Frankreich setzt Hérault und Pyrénées-Orientales auf Orange-Alarm: Dritte Hitzewelle 2026 treibt Temperaturen auf 39 °C
Am Wochenende sollen die Temperaturen örtlich auf 39 °C steigen. Météo-France hat deshalb die Départements Hérault und Pyrénées-Orientales ab Samstagmittag auf Orange-Alarm gesetzt.
Dritte Hitzewelle 2026 baut sich auf
Nur wenige Tage nach dem Abklingen einer historischen Junihitzewelle erfasst eine neue Hitzewelle Frankreich. Der nationale Wetterdienst Météo-France hat die südlichen Départements Hérault und Pyrénées-Orientales ab Samstagmittag auf Orange-Alarm (vigilance orange canicule) gesetzt. Es ist die dritte offizielle Hitzewelle des Jahres.
An diesem Wochenende werden die Temperaturen landesweit voraussichtlich 30 °C überschreiten, mit Ausnahme der Regionen nahe des Ärmelkanals.
Am Freitagnachmittag wurden bereits 32–35 °C von der Provence bis zum Languedoc und 31–33 °C in den Pyrénées-Orientales gemessen. Die Hitze wird sich am Wochenende verstärken: Am Samstag sind Höchstwerte von 34–37 °C, örtlich 38 °C, und am Sonntag noch heißere Bedingungen zu erwarten.
Spitzenwerte und nächtliche Hitze
Der Sonntag dürfte der Höhepunkt sein. Im Languedoc könnten die Höchsttemperaturen 38 °C erreichen, in Gebieten nahe des Mittelmeers sogar 39 °C. Die Hitze wird auch weit ins Landesinnere vordringen: Vannes und Lyon sollen 32 °C erreichen, Valence und Cahors 34 °C, während Perpignan und Montpellier mit 38 °C am stärksten betroffen sein werden.
- Perpignan
- 38 °C
- Montpellier
- 38 °C
- Valence
- 34 °C
- Cahors
- 34 °C
- Vannes
- 32 °C
- Lyon
- 32 °C
Die nächtlichen Tiefstwerte bringen kaum Abkühlung, besonders im Südosten, wo die Tiefsttemperaturen zwischen 21 °C und 24 °C und örtlich bis zu 25 °C stagnieren. Am Sonntag um 8 Uhr morgens könnte es in Perpignan bereits 29 °C warm sein, etwa zehn Grad wärmer als in Städten weiter nördlich wie Tours oder Rodez.

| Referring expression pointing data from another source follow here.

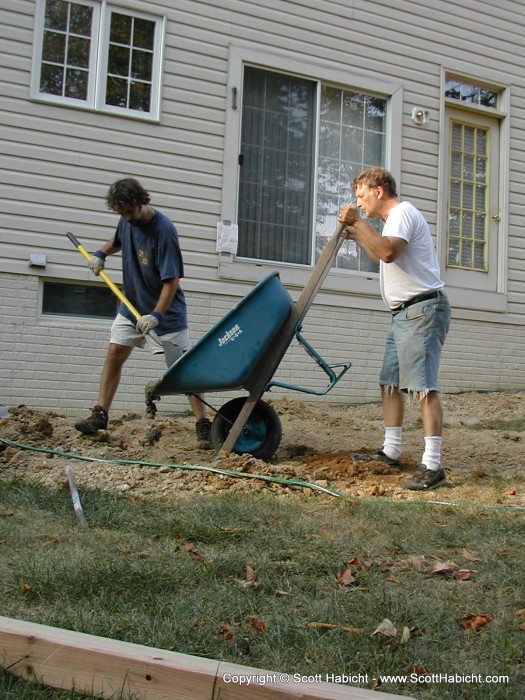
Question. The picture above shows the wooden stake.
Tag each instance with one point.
(107, 668)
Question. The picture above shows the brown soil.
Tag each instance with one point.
(483, 456)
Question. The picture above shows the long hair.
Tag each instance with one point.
(375, 177)
(126, 191)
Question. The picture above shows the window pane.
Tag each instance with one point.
(56, 15)
(130, 68)
(275, 190)
(66, 47)
(80, 20)
(116, 92)
(140, 97)
(467, 204)
(52, 79)
(144, 34)
(120, 30)
(141, 65)
(63, 299)
(78, 52)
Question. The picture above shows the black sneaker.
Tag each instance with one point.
(377, 455)
(97, 421)
(203, 430)
(425, 479)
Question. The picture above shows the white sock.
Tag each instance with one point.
(392, 443)
(432, 454)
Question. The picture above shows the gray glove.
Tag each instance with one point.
(146, 323)
(97, 262)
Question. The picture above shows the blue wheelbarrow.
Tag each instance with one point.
(243, 351)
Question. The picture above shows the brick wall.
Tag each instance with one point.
(55, 363)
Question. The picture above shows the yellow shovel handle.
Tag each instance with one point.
(105, 277)
(114, 288)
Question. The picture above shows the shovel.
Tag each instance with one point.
(171, 352)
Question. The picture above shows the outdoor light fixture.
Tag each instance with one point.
(420, 116)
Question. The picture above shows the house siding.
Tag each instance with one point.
(56, 164)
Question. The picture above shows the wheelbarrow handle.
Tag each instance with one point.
(113, 286)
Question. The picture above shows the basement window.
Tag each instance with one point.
(79, 300)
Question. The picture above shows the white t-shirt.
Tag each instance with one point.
(416, 270)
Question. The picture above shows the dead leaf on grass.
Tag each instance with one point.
(321, 626)
(445, 567)
(346, 577)
(192, 551)
(251, 579)
(52, 540)
(386, 627)
(469, 556)
(259, 625)
(229, 633)
(476, 621)
(462, 575)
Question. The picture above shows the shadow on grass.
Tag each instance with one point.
(266, 569)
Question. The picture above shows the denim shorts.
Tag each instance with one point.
(123, 332)
(413, 346)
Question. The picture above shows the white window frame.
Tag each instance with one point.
(229, 267)
(471, 289)
(98, 62)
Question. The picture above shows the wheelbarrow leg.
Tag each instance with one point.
(267, 367)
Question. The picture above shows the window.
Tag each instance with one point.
(473, 253)
(68, 299)
(96, 56)
(467, 240)
(302, 143)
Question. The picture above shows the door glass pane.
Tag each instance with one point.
(278, 185)
(352, 135)
(64, 299)
(467, 235)
(275, 192)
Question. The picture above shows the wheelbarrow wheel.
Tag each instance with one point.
(261, 434)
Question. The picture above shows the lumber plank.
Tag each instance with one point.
(108, 668)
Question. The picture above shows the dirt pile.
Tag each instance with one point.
(483, 452)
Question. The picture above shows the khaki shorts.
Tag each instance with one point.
(123, 332)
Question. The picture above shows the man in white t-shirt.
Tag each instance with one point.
(413, 291)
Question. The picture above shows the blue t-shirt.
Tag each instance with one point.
(150, 256)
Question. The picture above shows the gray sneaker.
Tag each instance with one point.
(98, 420)
(425, 479)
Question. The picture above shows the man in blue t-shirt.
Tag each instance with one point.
(152, 268)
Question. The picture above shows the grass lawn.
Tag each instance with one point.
(301, 584)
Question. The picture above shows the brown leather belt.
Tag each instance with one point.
(421, 297)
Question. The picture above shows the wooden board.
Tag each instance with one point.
(108, 668)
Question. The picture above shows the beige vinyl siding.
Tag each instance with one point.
(57, 162)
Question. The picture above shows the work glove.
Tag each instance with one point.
(148, 322)
(96, 262)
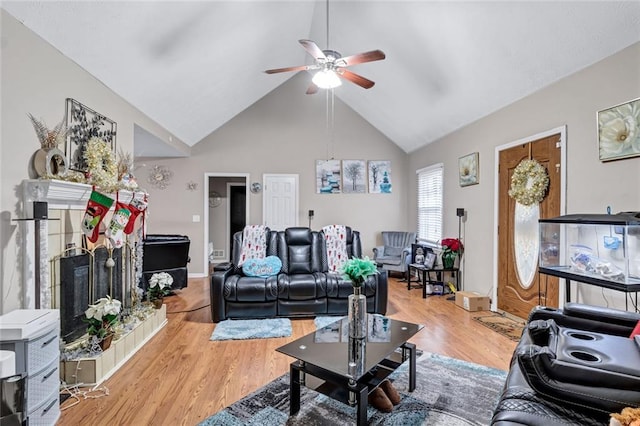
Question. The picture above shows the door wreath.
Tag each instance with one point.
(529, 183)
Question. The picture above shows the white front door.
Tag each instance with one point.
(280, 201)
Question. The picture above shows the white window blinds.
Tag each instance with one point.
(430, 203)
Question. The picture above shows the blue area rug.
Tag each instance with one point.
(449, 392)
(252, 329)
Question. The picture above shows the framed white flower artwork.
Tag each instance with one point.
(619, 131)
(468, 169)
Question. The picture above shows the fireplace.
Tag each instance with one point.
(84, 278)
(71, 278)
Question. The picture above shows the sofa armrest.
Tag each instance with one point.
(218, 312)
(589, 318)
(382, 291)
(223, 266)
(378, 251)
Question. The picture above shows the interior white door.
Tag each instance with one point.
(280, 201)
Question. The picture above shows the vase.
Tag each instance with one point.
(157, 303)
(448, 259)
(106, 342)
(357, 314)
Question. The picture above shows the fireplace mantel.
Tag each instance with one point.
(60, 194)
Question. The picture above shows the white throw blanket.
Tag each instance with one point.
(336, 242)
(254, 241)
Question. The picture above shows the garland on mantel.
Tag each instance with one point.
(529, 183)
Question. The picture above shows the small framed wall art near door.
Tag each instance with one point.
(468, 169)
(619, 131)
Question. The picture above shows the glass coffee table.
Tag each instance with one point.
(347, 369)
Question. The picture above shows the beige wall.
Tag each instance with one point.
(36, 79)
(591, 184)
(285, 132)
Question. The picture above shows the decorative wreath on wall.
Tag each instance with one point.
(102, 166)
(160, 177)
(529, 183)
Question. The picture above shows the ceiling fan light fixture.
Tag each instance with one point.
(326, 79)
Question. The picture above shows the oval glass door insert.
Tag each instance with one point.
(526, 242)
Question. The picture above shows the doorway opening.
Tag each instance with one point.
(226, 207)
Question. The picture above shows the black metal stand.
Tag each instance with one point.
(36, 241)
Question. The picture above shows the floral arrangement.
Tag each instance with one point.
(159, 285)
(529, 183)
(103, 169)
(357, 270)
(103, 316)
(452, 245)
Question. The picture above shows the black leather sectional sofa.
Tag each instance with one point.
(572, 366)
(304, 287)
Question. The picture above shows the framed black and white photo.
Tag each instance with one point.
(328, 177)
(380, 177)
(354, 176)
(83, 124)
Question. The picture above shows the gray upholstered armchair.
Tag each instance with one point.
(395, 252)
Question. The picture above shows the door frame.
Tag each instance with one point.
(205, 203)
(228, 225)
(562, 130)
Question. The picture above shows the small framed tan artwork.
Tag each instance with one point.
(619, 131)
(468, 169)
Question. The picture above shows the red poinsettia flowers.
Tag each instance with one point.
(452, 245)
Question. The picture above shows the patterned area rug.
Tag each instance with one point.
(252, 329)
(504, 325)
(449, 392)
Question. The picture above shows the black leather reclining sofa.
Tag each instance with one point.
(572, 366)
(304, 287)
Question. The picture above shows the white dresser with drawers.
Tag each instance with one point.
(34, 336)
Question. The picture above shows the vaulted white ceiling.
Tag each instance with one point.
(194, 65)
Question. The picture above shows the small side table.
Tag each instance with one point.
(425, 272)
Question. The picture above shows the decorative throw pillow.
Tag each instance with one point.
(336, 243)
(254, 240)
(392, 251)
(270, 265)
(636, 331)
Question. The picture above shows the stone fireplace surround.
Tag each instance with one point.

Orange-Alarm und offizielle Warnungen
Premierminister Sébastien Lecornu erklärte vor einer interministeriellen Krisensitzung, dass für dieses Wochenende voraussichtlich kein Département auf Rot-Alarm gesetzt werde.
Wir müssen natürlich sehr vorsichtig bleiben.
Der ständige Vertreter von Météo-France, Sylvain Mondon, fügte hinzu, dass die Wahrscheinlichkeit, die Intensität der Junihitzewelle zu erreichen, „relativ gering“ sei. Acht weitere Départements im Süden und Südosten werden am Samstag unter Gelb-Alarm stehen.
Eine von Rekorden geprägte Saison
Die aktuelle Episode folgt auf eine Hitzewelle vom 17. bis 30. Juni, die Météo-France aufgrund ihrer Intensität, ihres frühen Auftretens und ihrer geografischen Ausdehnung als „historisch“ einstufte. Der Juni 2026 wurde als heißester Juni in Frankreich bestätigt, mit einer landesweiten Durchschnittstemperatur von 22,7 °C, was 3,8 °C über dem Normalwert von 1991–2020 liegt. Während dieses Ereignisses waren bis zu 72 Départements gleichzeitig auf Rot-Alarm gesetzt – eine beispiellose Zahl seit Einführung des Vigilance-Systems im Jahr 2004.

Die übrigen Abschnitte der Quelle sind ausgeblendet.